Ella no pareció oírle.

—Por desgracia para mi marido, en cuanto la noticia de que Roehm estaba cooperando con usted en la investigación llegó a las SS, bueno…

Willi casi fue lo bastante imprudente como para querer disculparse.

—Frau Meckel —su voz se hizo firme—, debe decírmelo inmediatamente: ¿dónde está Sachsenhausen, el lugar donde realizan esos horribles experimentos?

La mujer abrió los ojos como platos, como si estuviera loco.

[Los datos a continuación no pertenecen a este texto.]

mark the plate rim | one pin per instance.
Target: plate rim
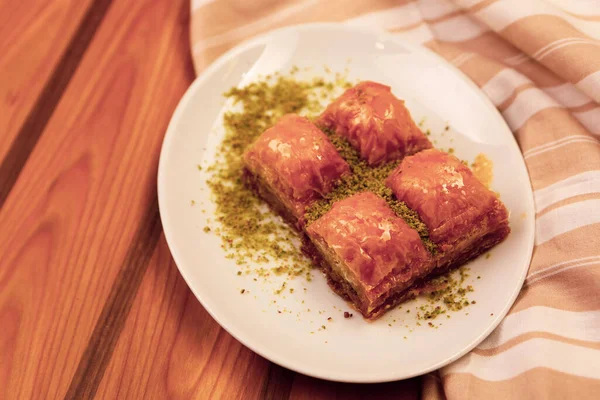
(257, 40)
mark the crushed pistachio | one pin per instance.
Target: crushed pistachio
(250, 232)
(365, 178)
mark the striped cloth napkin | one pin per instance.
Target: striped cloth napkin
(539, 63)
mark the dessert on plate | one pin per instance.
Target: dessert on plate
(371, 255)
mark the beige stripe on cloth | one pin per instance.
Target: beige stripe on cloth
(539, 62)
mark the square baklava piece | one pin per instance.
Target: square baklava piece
(291, 165)
(370, 256)
(375, 122)
(464, 218)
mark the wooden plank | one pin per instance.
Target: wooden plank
(171, 347)
(68, 223)
(24, 141)
(33, 37)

—¿Se imagina que puedo tener conocimiento de semejante información? —Su susurro bordeó la histeria—. Jamás he oído ese nombre. Todo este asunto ha sido siempre del máximo secreto. Y en cuanto se hizo «extralegal», como lo llaman ellos… ¡Una sola palabra podría costarle la vida a una persona!

Willi levantó la vista hacia la imponente Puerta de Ishtar sintiendo, supuso, lo mismo que debían de haber sentido los babilonios al ver el avance de las hordas persas.

—¿Cómo se les puede parar? —dijo Willi, tanto para Frau Meckel como para cualesquiera otras fuerzas justicieras que existieran en el universo.

Los ojos rojos e hinchados de la mujer se entrecerraron con furia.

—No será fácil. —Su susurro se volvió tenebroso—. A no ser que piense que puede enfrentarse a las SS. Pero hay una noche en que se reúnen todos los del Instituto. Thurseblot, la Fiesta de Thor. —No se le escapó la cara de Willi—. Sé que le parece ridículo, Inspektor, pero debe recordar que esos hombres son auténticos… paganos.

Pareció que una visión tomara forma ante ella.

—Hay una posada en las afueras de Spandau. —Arqueó una de sus cejas rubias—. Justo enfrente de la estación del S–Bahn. —Movió nerviosamente las gruesas comisuras de sus labios—. En la noche de luna llena de enero —se volvió hacia él, y todo su rostro ardió con su sed de sangre—, allí es donde los encontrará a todos.

Capítulo 23

W
illi abandonó el museo acompañado del eco de sus pisadas: un hombre notorio con la alfombra extendida bajo sus pies. La noche había caído y un frío desagradable se le coló por el abrigo. Ya sabía hacía algún tiempo que le estaban tendiendo una trampa, aunque no había sido capaz de imaginar lo maligna que podía ser. Levantó la vista buscando una señal en la luna, pero lo único que vio fue oscuridad. Jamás se había sentido tan solo.